Mustafa Kemal Paşa, Fevzi Paşa ve İsmet Paşa’nın birlikte oldukları ortama, teslim olan General Trikopis ve General Digenis de getirilmiş. Mustafa Kemal çok nazik davranmış. Sigara ve kahve ikram etmiş ve General Tirkopis’e “Savaş bir talih oyunudur, bazen en beceriklisi de yenilir. Siz görevinizi yaptınız. Sorumluluk şanstan geliyor üzülmeyiniz.” Demiş ve hanımına sağ olduğu haberi ulaştırılmış. (

Atatürk “Nutuk” ta da;

“Her safhasıyla düşünülmüş, hazırlanmış, yönetilmiş ve zaferle sonuçlandırılmış olan bu hareket Türk ordusunun, Türk subay ve komuta heyetinin yüksek kudret ve kahramanlığını tarihe bir kere daha geçiren büyük bir eserdir.

Bu eser, Türk milletinin özgürlük ve bağımsızlık düşüncesinin ölümsüz bir abidesidir. Bu eseri yaratan bir milletin evladı, bir ordunun başkomutanı olduğumdan, mutluluğum sonsuzdur.” Diye bu destansı zaferi bu şekilde iki paragrafta özetlemiş.

30 Ekim 1918 tarihinde Mondros Ateşkes Anlaşması sonrası emperyalist devlet güçleri Anadolu topraklarını, kendileri ve destekledikleri Yunan ordusu ile işgal ettiler. Bu işgal, (4) yıl süren zorlu bir mücadele ile 30 Ağustos büyük zaferi ve 9 Eylül İzmir’in kurtuluşuyla son bulmuş.

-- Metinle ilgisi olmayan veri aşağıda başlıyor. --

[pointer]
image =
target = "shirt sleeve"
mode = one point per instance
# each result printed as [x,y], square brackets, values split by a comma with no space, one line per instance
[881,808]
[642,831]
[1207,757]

Sinan Meydan’ın da belirttiği gibi “Büyük Zafer, gerçekleştiği koşullar, kazanılma biçimi ve sonuçları itibarıyla tarihimizin en önemli zaferi” olarak tarihe geçmiş.

30 Ağustos Zafer Bayramı’nı bu duygular içinde kutlar, Atatürk ve Silah arkadaşları ile şehitlerimizi minnetle, şükranla, saygıyla anarız.

Hasan OKURSOY 29 Ağustos 2021 Mordoğan

Kaynak; 1- İpek Çalışlar, Büyük Taarruz, Mustafa Kemal Atatürk Mücadelesi ve Özel Hayatı, Yapı Kredi Yayınları, 1.baskı, İstanbul Eylül-2018, s. (309-312) 2- Sinan Meydan, Yakın Tarih için Pusula, İnkılap Kitabevi İstanbul-2021, s. (80-82). 3- Age.s. (82-83). 4- Age. s. 83. 5- Alev Çoşkun, Asker İnönü, Kırmızı Kedi Yayınları, 1.basım Kasım-2018, s.539. 6- Age. s.554. 7- Age.s.(551-552). 8- Age.s.553-554).

Not; Resim Yeniasır gazetesinden alınmıştır.